While the present invention has been shown and described in connection with the exemplary embodiments, it will be apparent to those skilled in the art that modifications and variations can be made without departing from the spirit and scope of the invention as defined by the appended claims.

Claims

1. A planar transformer, comprising:

a core unit including a pair of cores that are configured to electromagnetically couple to each other; and

a bobbin unit including:

an inner bobbin part including:

a bobbin body having a predetermined volume and having a first through hole into which a portion of the pair of cores is inserted, and

a first winding wound around an outer circumferential surface of the bobbin body; and

a board part including at least one board including:

a board body having a predetermined surface area and having a second through hole into which the inner bobbin part and a portion of the pair of cores are inserted, and

a second winding formed on at least one surface of the board body, disposed around the second through hole, and configured to electromagnetically interact with the first winding,

wherein the first winding is disposed in the second through hole of the at least one board.

2. The planar transformer of claim 1, wherein the at least one board comprises a plurality of boards that are stacked.

3. The planar transformer of claim 1, wherein the first winding has a greater number of turns than the second winding.
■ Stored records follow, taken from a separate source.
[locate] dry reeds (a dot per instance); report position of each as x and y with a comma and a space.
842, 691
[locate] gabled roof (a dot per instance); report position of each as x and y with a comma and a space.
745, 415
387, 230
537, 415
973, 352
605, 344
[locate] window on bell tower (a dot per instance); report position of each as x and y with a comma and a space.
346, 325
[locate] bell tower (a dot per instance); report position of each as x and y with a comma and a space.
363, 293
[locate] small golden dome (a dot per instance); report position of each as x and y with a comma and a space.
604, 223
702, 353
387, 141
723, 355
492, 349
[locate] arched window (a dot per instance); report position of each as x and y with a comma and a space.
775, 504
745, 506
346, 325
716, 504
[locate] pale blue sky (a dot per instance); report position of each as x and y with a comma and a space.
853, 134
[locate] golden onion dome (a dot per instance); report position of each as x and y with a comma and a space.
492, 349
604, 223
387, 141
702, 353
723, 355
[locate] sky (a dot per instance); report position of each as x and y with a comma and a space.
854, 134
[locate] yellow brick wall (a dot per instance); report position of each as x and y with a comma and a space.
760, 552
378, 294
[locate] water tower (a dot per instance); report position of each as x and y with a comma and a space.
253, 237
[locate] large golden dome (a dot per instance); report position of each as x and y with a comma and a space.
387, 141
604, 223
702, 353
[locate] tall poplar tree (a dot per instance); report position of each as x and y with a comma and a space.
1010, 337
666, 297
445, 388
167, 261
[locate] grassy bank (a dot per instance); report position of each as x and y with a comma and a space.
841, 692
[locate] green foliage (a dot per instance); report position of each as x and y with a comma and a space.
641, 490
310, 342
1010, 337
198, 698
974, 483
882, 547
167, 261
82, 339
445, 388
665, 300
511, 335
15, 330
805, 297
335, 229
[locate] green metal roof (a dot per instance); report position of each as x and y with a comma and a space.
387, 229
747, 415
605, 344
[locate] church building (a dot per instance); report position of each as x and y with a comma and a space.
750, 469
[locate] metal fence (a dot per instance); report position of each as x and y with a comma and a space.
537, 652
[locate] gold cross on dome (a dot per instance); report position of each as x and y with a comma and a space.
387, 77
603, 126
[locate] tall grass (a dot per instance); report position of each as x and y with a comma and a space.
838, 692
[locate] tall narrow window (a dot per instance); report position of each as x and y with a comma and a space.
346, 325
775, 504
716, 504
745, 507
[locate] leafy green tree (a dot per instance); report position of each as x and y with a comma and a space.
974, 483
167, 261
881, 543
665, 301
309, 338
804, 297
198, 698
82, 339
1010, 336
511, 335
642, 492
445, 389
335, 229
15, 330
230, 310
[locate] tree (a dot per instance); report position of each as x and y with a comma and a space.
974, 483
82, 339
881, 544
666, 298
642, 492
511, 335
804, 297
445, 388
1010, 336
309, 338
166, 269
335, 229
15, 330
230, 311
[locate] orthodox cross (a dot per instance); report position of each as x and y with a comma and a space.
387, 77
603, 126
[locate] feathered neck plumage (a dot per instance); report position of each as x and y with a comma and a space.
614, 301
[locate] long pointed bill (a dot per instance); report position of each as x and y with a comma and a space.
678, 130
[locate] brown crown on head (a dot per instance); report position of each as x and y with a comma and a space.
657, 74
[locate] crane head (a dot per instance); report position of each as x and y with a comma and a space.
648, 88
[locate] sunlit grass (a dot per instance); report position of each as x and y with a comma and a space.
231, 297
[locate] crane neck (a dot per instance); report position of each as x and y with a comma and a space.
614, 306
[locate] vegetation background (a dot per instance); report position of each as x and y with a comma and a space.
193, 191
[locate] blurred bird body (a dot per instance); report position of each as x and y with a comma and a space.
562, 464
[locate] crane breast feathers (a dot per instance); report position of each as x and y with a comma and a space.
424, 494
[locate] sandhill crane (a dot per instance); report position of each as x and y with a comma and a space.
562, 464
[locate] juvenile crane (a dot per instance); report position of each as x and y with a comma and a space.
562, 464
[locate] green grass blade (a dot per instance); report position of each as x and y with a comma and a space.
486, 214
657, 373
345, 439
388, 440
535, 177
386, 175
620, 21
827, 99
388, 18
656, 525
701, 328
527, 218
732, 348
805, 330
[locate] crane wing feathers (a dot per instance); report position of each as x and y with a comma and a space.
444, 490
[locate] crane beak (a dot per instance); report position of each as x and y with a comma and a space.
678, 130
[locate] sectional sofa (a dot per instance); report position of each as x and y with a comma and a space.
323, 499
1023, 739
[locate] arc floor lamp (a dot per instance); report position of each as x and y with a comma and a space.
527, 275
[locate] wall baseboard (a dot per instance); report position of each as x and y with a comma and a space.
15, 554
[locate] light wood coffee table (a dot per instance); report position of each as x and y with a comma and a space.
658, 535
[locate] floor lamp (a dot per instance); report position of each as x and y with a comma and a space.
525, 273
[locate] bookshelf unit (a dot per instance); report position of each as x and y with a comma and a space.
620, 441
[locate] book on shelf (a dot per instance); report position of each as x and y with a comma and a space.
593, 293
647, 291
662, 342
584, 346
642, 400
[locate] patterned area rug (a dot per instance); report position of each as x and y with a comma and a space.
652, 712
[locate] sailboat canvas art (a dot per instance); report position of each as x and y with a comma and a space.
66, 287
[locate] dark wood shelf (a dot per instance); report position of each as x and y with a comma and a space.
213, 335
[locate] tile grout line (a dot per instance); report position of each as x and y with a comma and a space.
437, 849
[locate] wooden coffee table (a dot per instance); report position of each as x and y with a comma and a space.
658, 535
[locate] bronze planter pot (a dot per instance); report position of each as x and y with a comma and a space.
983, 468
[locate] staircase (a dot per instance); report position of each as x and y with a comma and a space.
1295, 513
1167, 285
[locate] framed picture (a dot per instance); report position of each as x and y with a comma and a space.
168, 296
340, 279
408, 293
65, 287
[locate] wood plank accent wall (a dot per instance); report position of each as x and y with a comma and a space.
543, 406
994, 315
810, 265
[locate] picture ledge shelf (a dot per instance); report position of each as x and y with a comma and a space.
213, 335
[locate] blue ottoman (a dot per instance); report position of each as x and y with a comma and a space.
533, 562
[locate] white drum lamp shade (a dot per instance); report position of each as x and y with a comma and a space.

4. The planar transformer of claim 1, wherein the pair of cores have first to third legs that are configured to electromagnetically couple to each other.

5. The planar transformer of claim 4, wherein the at least one board further includes a first side through hole and a second side through hole,

the first leg is inserted into the first and second through holes,

the second leg is inserted into the first side through hole, and

the third leg is inserted into the second side through hole.

6. The planar transformer of claim 1, wherein the second winding is farther spaced apart from a center of the second through hole than the first winding.